In the past month alone, his troops arrested two high-profile supporters of indicted war criminal Radovan Karadzic. First, they arrested Dusan “Bato” Tesic, a former member of the Bosnian Serb Special Police who is known to be one of Karadzic’s key supporters. SFOR then conducted a follow-up raid in Bijejlina where they grabbed Zeljko “Luna” Jovanovic, another of Karadzic’s bodyguards.


As a result of these arrests and other actions, there is now a palpable sense in Bosnia that NATO might finally be serious about arresting Karadzic. While SFOR’s recent high-profile raid in Pale failed to find him, the chief prosecutor at the Hague war crimes tribunal, Carla Del Ponte, claims they missed him by only two hours.


It is also apparent that the five million US dollar bounty on the former Bosnian Serb leader’s head is starting to produce results, as his brother Luka complained publicly that Serb “traitors” had tipped SFOR off about Karadzic’s location in Pale, for “mercenary” reasons.


Even more importantly, SFOR has joined forces with international and local prosecutors in the recently-established Bosnian State Prosecutor’s Office in an attempt to break the back of entrenched ethnic interest groups.


Earlier this month, for example, SFOR sent troops to Mostar to arrest Ante Jelavic, a former member of the Bosnian presidency who was forced out of office due to his alleged ties to hard-core Croat nationalists.
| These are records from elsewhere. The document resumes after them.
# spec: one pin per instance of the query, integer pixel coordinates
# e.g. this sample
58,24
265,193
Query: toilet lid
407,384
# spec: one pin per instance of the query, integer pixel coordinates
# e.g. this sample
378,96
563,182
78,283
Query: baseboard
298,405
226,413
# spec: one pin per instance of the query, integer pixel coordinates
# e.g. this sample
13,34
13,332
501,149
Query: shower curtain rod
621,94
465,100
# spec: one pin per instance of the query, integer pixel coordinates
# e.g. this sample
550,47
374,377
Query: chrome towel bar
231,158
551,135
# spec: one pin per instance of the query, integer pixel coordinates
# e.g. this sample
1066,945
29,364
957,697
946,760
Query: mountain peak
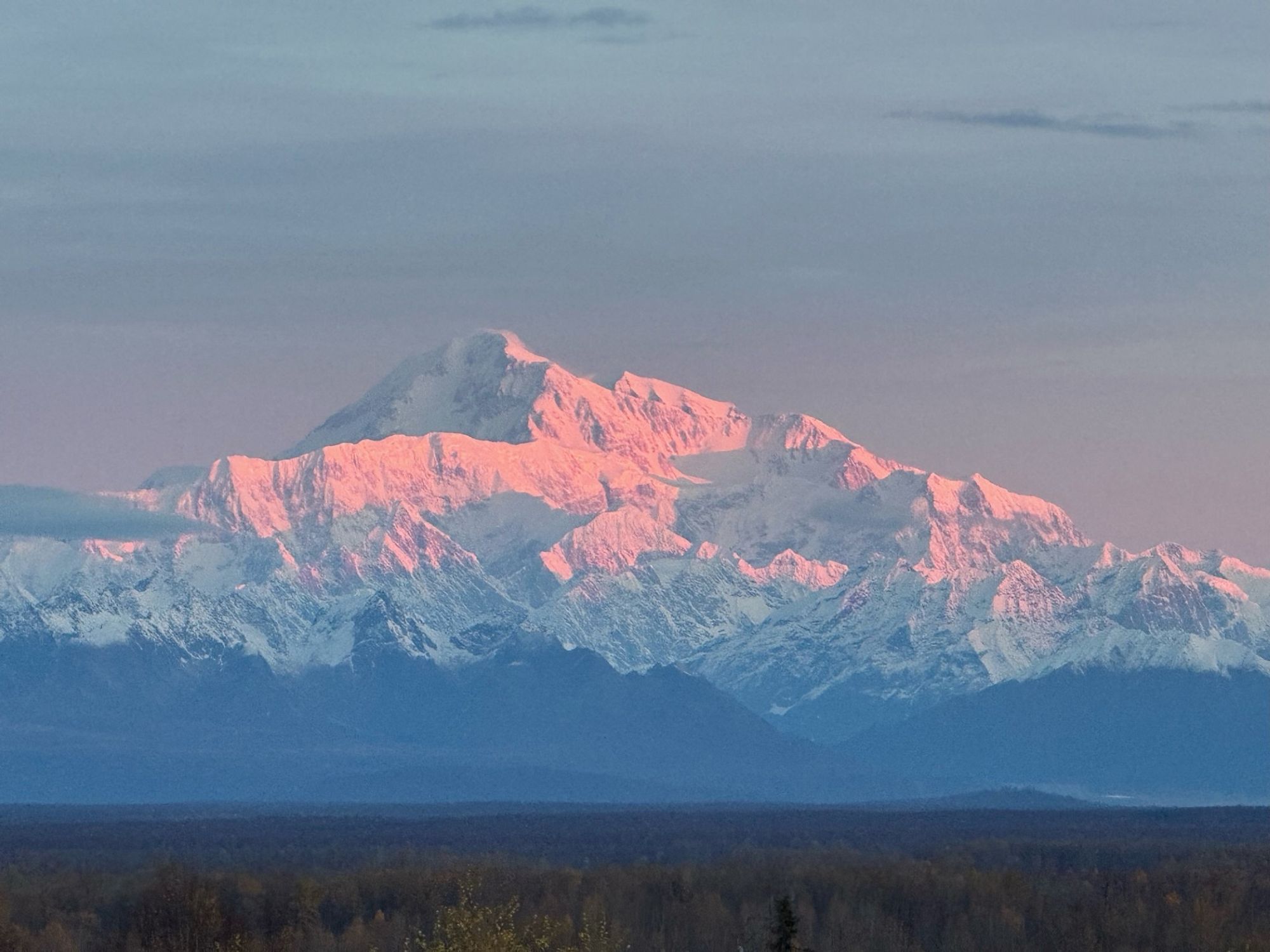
482,385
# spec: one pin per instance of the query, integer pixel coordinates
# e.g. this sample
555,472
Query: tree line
812,901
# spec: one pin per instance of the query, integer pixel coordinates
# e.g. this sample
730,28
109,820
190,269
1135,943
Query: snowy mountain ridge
482,491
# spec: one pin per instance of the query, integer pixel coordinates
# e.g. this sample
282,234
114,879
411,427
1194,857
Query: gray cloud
1112,128
43,511
540,18
1255,107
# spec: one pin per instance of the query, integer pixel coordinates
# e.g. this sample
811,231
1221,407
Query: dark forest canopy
606,880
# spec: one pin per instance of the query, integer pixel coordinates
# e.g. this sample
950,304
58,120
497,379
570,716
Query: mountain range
493,578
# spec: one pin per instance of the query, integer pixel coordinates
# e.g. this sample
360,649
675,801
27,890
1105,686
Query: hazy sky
1029,241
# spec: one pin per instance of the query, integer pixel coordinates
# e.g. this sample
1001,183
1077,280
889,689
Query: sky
1029,241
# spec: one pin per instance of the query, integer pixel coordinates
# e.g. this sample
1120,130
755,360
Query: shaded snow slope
482,489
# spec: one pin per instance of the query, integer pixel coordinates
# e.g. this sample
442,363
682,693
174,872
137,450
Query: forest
973,882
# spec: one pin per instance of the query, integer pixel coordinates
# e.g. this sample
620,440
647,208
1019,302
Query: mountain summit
483,497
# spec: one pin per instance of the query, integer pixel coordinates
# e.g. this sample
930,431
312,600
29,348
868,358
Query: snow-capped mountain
482,492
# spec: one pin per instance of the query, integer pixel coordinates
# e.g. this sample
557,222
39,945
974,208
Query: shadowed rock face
482,489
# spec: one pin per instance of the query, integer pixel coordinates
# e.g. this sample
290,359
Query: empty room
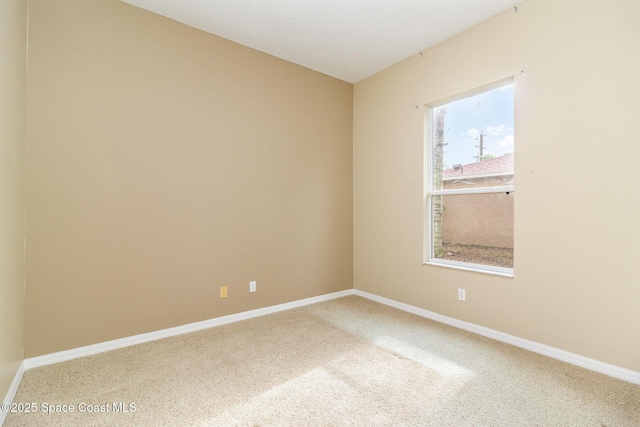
332,213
They also arrested Jelavic’s associates, former Federation defence minister Miroslav Prce, and prominent businessman and Croatian nationalist Miroslav Rupcic. All three are now facing criminal prosecution in the Bosnia’s State Court.
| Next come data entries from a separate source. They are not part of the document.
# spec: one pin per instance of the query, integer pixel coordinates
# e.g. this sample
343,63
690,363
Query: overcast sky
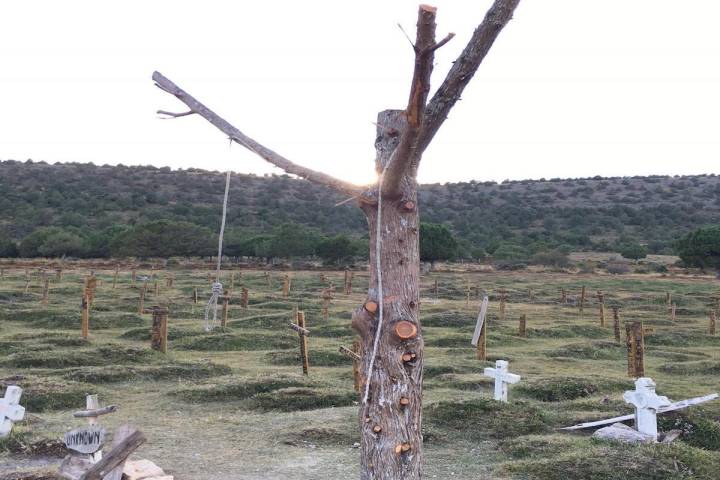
572,87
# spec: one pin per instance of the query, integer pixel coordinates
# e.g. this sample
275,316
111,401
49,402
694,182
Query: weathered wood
616,323
303,342
682,404
116,456
635,340
713,321
85,325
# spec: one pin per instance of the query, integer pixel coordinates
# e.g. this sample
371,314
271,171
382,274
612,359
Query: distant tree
8,248
633,251
334,250
62,243
701,248
436,243
163,238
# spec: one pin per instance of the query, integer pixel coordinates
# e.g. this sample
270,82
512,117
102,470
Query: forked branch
247,142
464,68
405,153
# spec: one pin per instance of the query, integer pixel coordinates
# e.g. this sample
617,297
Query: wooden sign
85,440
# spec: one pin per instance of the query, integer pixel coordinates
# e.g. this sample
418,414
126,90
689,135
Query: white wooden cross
647,403
502,379
10,410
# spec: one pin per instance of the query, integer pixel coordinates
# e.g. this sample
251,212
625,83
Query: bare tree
388,325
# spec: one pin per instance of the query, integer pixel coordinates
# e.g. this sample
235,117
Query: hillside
586,214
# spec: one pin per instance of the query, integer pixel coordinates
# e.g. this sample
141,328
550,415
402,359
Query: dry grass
234,404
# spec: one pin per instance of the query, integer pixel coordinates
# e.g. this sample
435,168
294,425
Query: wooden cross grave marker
647,403
10,409
503,378
303,333
480,335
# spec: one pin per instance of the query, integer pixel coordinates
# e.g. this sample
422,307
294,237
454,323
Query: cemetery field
234,403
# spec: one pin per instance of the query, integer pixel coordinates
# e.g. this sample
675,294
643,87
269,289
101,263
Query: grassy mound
224,392
591,460
115,373
556,389
691,368
321,436
479,419
318,358
104,355
294,399
227,342
42,395
589,351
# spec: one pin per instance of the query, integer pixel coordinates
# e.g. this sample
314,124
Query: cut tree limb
464,68
237,136
405,153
Several other high-profile arrests have been initiated by the new international team of prosecutors and their local allies, such as the detention of Asim Fazlic, the deputy director of Interpol in Bosnia.


Beyond high-level cases such as Jelavic and Fazlic, there has also been an attempt to target mafia kingpins. Following his arrest last year, Milorad Milakovic was prosecuted before international judges in the state court, on charges that he masterminded a large human trafficking ring. Further prosecutions are expected this year.


The spotlight on people-smuggling has had a positive effect on the broader campaign to detain nationalists who protect war crimes suspects, as well as people involved in other forms of organised crime, because these different areas are closely interlinked. The deployment of law-enforcement officers at the US and other embassies to deal with human trafficking has reinvigorated the war on political corruption and ethnically-based mafia groups.


The OHR has – in addition to removing Karadzic supporters from office – been busily tidying up unfinished business around Bosnia. In January, Lord Paddy Ashdown finally imposed his own solution to unify ethnically divided Mostar, after years of delay and obfuscation by local politicians tied to ethnic hardliners. He has also put pressure on the Bosnian government to get the stillborn national police force SIPA up and running in the next few months.


For too long now, the international community’s complacency has allowed the complex web of nationalist and criminal interests to thrive here in Bosnia. This inactivity has denied ordinary Bosnians the opportunity for justice, the ability to develop economically and the chance to move on from their painful past.


But at long last, the international community appears to be getting serious about helping Bosnia end years of partisan ethnic politics and rule by mafia-controlled politicians.


As one international criminal law advisor in Bosnia put it, “this is the year we start kicking ass and taking names”. It’s about time.


Erik Larson is the Criminal Law Liaison to Bosnia-Herzegovina for ABA-CEELI (American Bar Association – Central European and Eurasian Law Initiative) and a former captain in the US Army’s Military Police Corps. He wrote this article in a private capacity.